La última vez que mi papá corrió un triatlón del circuito Ironman fue en Mar del Plata en el año 2018: yo ya no vivía con ellos y, a diferencia de lo que había sucedido en esa infancia en la que era parte de la mística de la preparación pero no veía la carrera, esta vez me salteé la parte previa y eso que siempre había estado fuera de escena se hizo presentó. En realidad, quise levantarme temprano para saludarlo antes de la carrera casi que por cábala pero papá me dijo que no hacía falta que fuera a las 5 de la mañana –sí, a esa hora se levantan los atletas el día de la competencia. Así que nos fuimos reuniendo temprano, pero no tanto, enfrente del skatepark de la costa con los Fernández, toda una barrabrava si las hay, para alentar a nuestro competidor. Lo vimos pasar en bici, había salido bien del agua, siempre fue la parte que mejor se le daba, pero una vez que llegó la última parte, la maratón, la cosa se empezó a poner dura: era verlo pasar moviendo en signo de negación la cabeza, algún tío que le preguntaba cómo iba y lo animaba, caras de preocupación. A la vuelta siguiente, ya caminaba y vi por primera vez en mi vida a mi abuela Nelly apartar la mirada: no soportaba mirar el dolor –nosotros tampoco supimos en ese momento que un año más tarde seríamos nosotros los que no soportaríamos mirar el de ella.

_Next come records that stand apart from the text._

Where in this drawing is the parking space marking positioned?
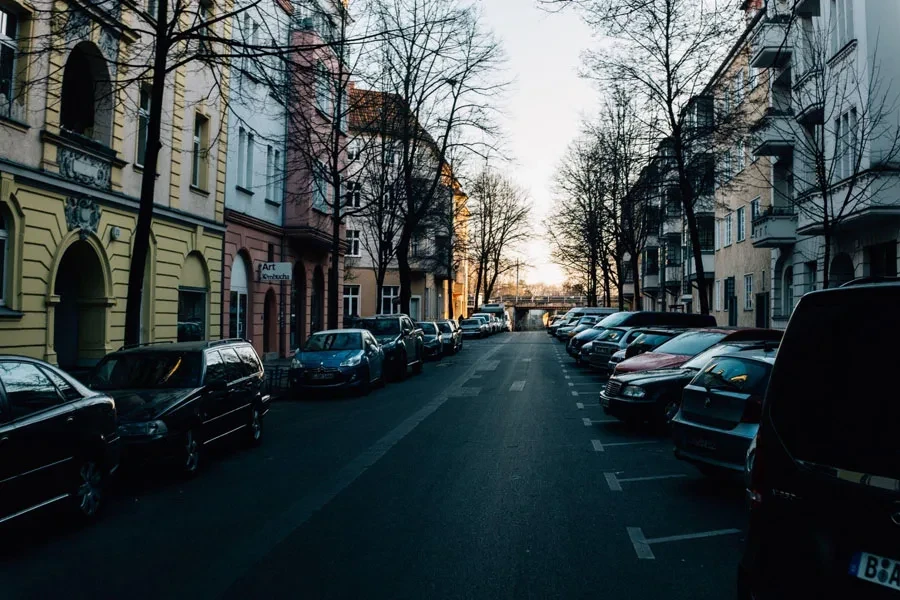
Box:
[603,474,687,492]
[625,527,741,560]
[591,440,659,452]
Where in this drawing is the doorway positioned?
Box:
[53,240,106,369]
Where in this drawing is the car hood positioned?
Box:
[615,369,697,386]
[297,350,362,368]
[102,388,196,421]
[616,352,691,374]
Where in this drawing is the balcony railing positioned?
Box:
[751,206,797,248]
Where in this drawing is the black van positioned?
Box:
[738,280,900,599]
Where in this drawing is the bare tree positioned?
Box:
[371,0,503,312]
[545,0,740,314]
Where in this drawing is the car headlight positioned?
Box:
[341,354,362,367]
[622,385,647,398]
[119,421,169,437]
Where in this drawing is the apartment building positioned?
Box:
[0,0,230,369]
[750,0,900,327]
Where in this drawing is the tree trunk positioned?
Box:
[125,2,170,345]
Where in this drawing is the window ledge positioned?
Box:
[0,306,25,319]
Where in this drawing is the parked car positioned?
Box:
[600,341,778,425]
[459,319,488,338]
[672,348,775,475]
[738,278,900,599]
[437,319,463,354]
[585,325,684,375]
[416,321,444,358]
[0,355,120,524]
[614,328,781,374]
[360,314,425,379]
[90,339,269,475]
[289,329,385,394]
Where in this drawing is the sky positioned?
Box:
[479,0,599,284]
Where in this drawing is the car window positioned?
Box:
[0,361,63,419]
[766,286,900,478]
[219,348,247,383]
[655,331,725,356]
[204,350,228,385]
[691,356,769,394]
[41,367,81,400]
[235,346,261,375]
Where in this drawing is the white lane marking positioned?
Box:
[619,474,687,481]
[603,473,622,492]
[644,529,741,544]
[625,527,656,560]
[206,336,515,598]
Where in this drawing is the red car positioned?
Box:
[614,327,783,375]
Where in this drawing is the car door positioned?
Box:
[0,360,77,520]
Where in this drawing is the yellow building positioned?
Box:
[0,0,229,369]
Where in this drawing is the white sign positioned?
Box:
[259,263,292,281]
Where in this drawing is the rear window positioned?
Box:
[655,331,725,356]
[766,287,900,478]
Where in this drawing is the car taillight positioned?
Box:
[741,395,762,423]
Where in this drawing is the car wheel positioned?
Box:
[247,406,262,446]
[181,429,200,477]
[72,459,104,521]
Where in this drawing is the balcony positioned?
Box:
[752,108,795,158]
[750,14,793,69]
[751,206,797,248]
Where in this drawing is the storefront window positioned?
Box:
[178,287,206,342]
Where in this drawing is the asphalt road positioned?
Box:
[0,332,745,600]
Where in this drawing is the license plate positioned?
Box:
[850,552,900,592]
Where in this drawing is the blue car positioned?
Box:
[289,329,384,394]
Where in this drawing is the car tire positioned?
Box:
[72,458,105,521]
[179,429,203,477]
[247,406,263,447]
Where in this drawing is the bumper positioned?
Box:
[600,392,656,421]
[672,415,758,473]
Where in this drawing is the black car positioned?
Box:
[90,339,269,475]
[437,319,463,354]
[600,341,777,425]
[0,356,119,523]
[416,321,444,359]
[738,280,900,600]
[359,314,425,379]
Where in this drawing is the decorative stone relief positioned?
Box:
[56,146,112,190]
[66,197,100,239]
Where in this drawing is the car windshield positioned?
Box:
[91,352,202,390]
[682,344,745,371]
[303,332,362,352]
[361,319,400,335]
[598,313,634,327]
[655,331,725,356]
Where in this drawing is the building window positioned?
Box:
[346,181,362,208]
[381,285,400,315]
[191,113,209,190]
[744,275,753,310]
[178,287,206,342]
[344,285,359,317]
[0,212,9,306]
[347,229,361,256]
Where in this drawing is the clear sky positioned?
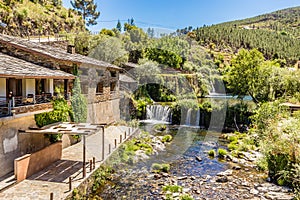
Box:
[63,0,300,31]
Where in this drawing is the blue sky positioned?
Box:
[63,0,300,31]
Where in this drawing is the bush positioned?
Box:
[218,148,227,158]
[207,149,216,157]
[227,142,238,151]
[163,185,182,193]
[154,124,167,131]
[161,135,173,143]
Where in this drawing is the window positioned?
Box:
[110,82,117,92]
[96,82,103,94]
[35,79,46,95]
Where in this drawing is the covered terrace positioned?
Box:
[0,53,75,117]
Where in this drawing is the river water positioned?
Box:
[97,124,229,199]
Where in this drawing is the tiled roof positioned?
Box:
[0,34,121,70]
[0,53,75,79]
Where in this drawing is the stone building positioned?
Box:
[0,34,120,177]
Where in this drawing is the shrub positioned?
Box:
[218,148,227,158]
[161,135,173,143]
[228,135,238,142]
[180,194,194,200]
[227,142,238,151]
[207,149,216,157]
[154,124,167,131]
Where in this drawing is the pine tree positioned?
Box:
[71,0,100,26]
[116,20,122,32]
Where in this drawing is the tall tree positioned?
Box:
[71,0,100,26]
[116,20,122,32]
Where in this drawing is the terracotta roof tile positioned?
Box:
[0,53,75,79]
[0,34,121,70]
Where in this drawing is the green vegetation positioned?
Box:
[218,148,228,158]
[92,166,113,192]
[163,185,182,193]
[71,0,100,26]
[0,0,85,37]
[34,98,74,143]
[110,132,153,164]
[153,124,167,131]
[151,163,170,173]
[161,135,173,143]
[251,102,300,189]
[195,7,300,64]
[71,77,87,123]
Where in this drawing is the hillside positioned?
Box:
[195,7,300,64]
[0,0,85,37]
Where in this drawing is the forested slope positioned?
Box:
[0,0,85,37]
[195,7,300,64]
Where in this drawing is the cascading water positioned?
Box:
[146,105,171,122]
[184,108,201,126]
[195,109,200,126]
[185,108,193,126]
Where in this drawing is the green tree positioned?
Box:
[226,49,264,103]
[71,77,87,122]
[225,49,290,103]
[71,0,100,26]
[89,36,128,65]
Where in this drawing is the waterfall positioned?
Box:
[146,105,171,122]
[185,108,193,126]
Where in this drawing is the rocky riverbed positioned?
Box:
[97,127,294,200]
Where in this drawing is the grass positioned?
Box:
[218,148,228,158]
[161,135,173,143]
[162,185,182,193]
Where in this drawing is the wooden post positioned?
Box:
[102,127,105,160]
[93,157,96,169]
[69,176,72,191]
[90,160,93,172]
[82,135,86,178]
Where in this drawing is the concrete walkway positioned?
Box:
[0,126,139,200]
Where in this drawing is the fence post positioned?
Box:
[90,160,93,172]
[12,97,15,108]
[69,176,72,191]
[93,157,96,169]
[102,128,105,160]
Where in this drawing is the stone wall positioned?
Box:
[0,114,49,177]
[14,142,62,182]
[87,99,120,123]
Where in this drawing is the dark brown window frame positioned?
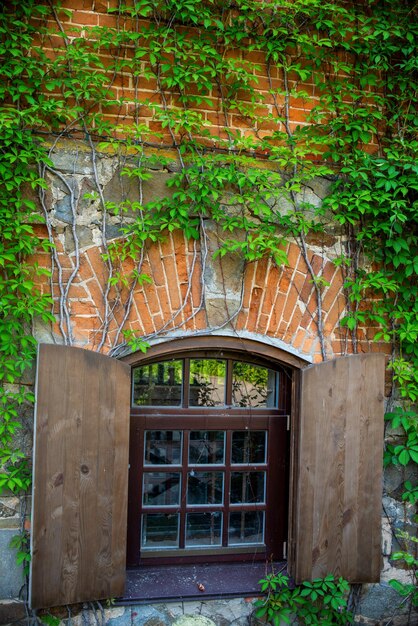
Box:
[124,336,305,567]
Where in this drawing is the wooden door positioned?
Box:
[30,344,130,608]
[291,354,385,583]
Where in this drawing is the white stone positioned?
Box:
[173,615,216,626]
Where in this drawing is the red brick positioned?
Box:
[134,290,155,334]
[287,243,300,271]
[144,285,161,316]
[71,10,99,26]
[261,265,280,313]
[254,258,269,287]
[193,309,208,330]
[70,301,97,317]
[147,244,167,287]
[257,313,269,335]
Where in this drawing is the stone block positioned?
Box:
[0,600,27,625]
[358,584,408,620]
[131,606,170,626]
[0,528,24,600]
[65,226,93,254]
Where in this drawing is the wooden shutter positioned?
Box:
[30,345,130,608]
[291,354,385,583]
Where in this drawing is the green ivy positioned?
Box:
[0,0,418,616]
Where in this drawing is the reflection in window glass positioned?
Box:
[141,513,179,549]
[228,511,264,546]
[230,472,266,504]
[144,430,183,465]
[231,430,267,464]
[133,360,183,406]
[189,359,226,406]
[189,430,225,465]
[186,511,222,548]
[187,470,224,504]
[142,472,180,506]
[232,361,276,408]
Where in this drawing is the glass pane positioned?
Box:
[141,513,179,549]
[231,430,267,464]
[142,472,180,506]
[189,359,226,406]
[133,360,183,406]
[187,471,224,504]
[230,472,266,504]
[144,430,183,465]
[186,511,222,548]
[232,361,277,408]
[228,511,264,546]
[189,430,225,465]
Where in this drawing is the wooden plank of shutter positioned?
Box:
[292,354,385,583]
[30,344,130,608]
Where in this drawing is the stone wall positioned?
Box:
[0,141,418,626]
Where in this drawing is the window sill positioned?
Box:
[117,561,287,605]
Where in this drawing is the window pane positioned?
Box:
[142,472,180,506]
[189,430,225,465]
[232,361,277,408]
[186,511,222,548]
[231,430,267,464]
[228,511,264,546]
[133,360,183,406]
[144,430,182,465]
[189,359,226,406]
[187,471,224,504]
[230,472,266,504]
[141,513,179,549]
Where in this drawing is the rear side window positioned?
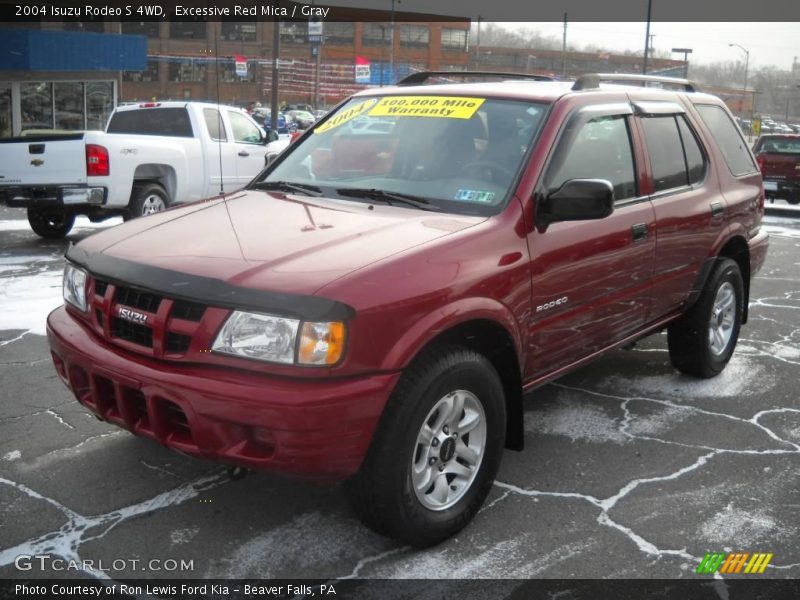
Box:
[203,108,228,142]
[642,115,689,192]
[546,116,636,201]
[108,108,194,137]
[228,111,261,144]
[695,104,757,176]
[677,116,706,185]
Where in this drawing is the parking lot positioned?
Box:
[0,202,800,580]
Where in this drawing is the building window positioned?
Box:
[86,81,114,129]
[0,84,11,137]
[169,58,206,82]
[122,59,158,81]
[53,81,86,130]
[323,21,355,46]
[400,25,431,48]
[169,19,206,40]
[217,61,256,83]
[442,27,469,52]
[19,82,53,131]
[122,21,158,38]
[280,21,308,44]
[361,23,392,46]
[221,21,256,42]
[64,17,106,33]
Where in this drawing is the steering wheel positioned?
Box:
[459,160,514,181]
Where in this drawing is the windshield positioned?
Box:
[255,95,547,215]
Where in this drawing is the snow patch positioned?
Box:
[700,504,781,548]
[0,270,64,335]
[607,354,774,402]
[525,399,628,444]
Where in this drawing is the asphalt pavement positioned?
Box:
[0,205,800,592]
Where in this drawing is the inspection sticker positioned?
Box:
[314,98,377,133]
[369,96,485,119]
[455,189,494,204]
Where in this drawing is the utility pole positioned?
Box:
[642,0,653,75]
[269,19,281,131]
[561,13,567,79]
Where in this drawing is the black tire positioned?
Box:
[667,258,744,379]
[28,208,75,240]
[124,183,170,221]
[345,345,506,547]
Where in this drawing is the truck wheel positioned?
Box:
[345,345,506,547]
[28,208,75,239]
[667,258,744,378]
[126,183,169,220]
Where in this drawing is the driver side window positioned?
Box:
[546,115,636,202]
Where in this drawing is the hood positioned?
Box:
[80,190,486,295]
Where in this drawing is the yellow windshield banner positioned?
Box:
[369,96,485,119]
[314,98,377,133]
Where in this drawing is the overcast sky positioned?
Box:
[506,22,800,71]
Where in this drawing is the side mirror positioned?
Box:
[536,179,614,226]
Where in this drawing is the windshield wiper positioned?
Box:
[336,188,439,211]
[253,181,322,196]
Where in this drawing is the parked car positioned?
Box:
[48,74,768,546]
[753,133,800,204]
[0,102,267,238]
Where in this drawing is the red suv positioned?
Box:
[48,74,768,546]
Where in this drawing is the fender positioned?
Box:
[381,298,526,371]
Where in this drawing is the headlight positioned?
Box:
[297,322,344,365]
[212,310,345,366]
[62,263,86,312]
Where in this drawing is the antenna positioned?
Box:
[214,32,223,200]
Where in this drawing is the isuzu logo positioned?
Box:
[117,306,147,325]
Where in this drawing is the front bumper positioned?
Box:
[2,185,108,208]
[47,306,400,480]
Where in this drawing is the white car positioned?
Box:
[0,102,268,238]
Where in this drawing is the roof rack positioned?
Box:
[396,71,558,85]
[572,73,698,92]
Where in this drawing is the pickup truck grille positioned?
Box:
[89,278,207,358]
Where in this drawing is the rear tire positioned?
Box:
[667,258,744,379]
[124,183,170,221]
[28,208,75,240]
[345,345,506,547]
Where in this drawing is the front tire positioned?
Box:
[125,183,170,220]
[345,345,506,547]
[667,258,744,379]
[28,208,75,240]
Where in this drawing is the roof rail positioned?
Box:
[396,71,558,85]
[572,73,698,92]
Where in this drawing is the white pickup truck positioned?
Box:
[0,101,269,238]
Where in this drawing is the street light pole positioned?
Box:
[728,44,752,117]
[672,48,692,79]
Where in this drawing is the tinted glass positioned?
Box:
[108,108,194,137]
[203,108,228,142]
[546,116,636,200]
[263,95,547,215]
[753,136,800,154]
[678,116,706,185]
[695,104,757,175]
[642,115,689,192]
[228,111,261,144]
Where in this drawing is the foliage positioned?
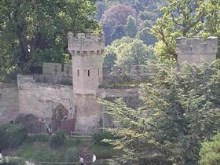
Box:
[104,60,220,165]
[136,28,156,45]
[0,0,98,79]
[27,134,49,142]
[101,4,136,44]
[152,0,220,61]
[104,37,154,70]
[65,147,80,162]
[0,124,27,149]
[49,131,66,148]
[199,133,220,165]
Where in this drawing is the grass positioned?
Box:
[8,136,116,162]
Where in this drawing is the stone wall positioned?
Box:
[17,75,74,124]
[0,84,19,124]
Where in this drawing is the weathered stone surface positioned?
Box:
[18,75,74,124]
[0,84,19,124]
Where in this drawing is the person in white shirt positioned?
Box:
[0,149,3,163]
[79,157,84,165]
[92,154,96,163]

Papá completó ese día su triatlón N° 18 con 55 años: los últimos kilómetros caminé con él en silencio hasta que a metros de la línea de llegada un hombre de la organización me paró y me dijo que el último tramo siempre se hace solo. No pasa nada, Rochi, después nos vemos, me dijo y lo vi seguir caminando sin mirar atrás, decidido, aunque seguro –y quien lo conozca se lo podrá imaginar- enojado consigo mismo por no haber podido hacer la carrera que quería. Recuerdo que me quedé quieta y lloré: concentré la mirada en su cuerpo, seguramente extenuado, como si pudiera empujarlo con la fuerza de mi mente, tal como debió haber hecho en los 90 ese hombre verde con turbante que lo miraba desde el manubrio de la bicicleta, y, por un momento, tan solo por un momento, sentí que había vuelto a creer en la magia de las figuritas de Dragon Ball.
[1] Tanto Rubin como papá fueron descalificados en esa oportunidad pero por motivos diferentes. Al primero lo sancionaron en el km. 80 de la bici y al segundo por pasarle comida a Rubín, que no sabía pero ya venía sancionado, en el km 165.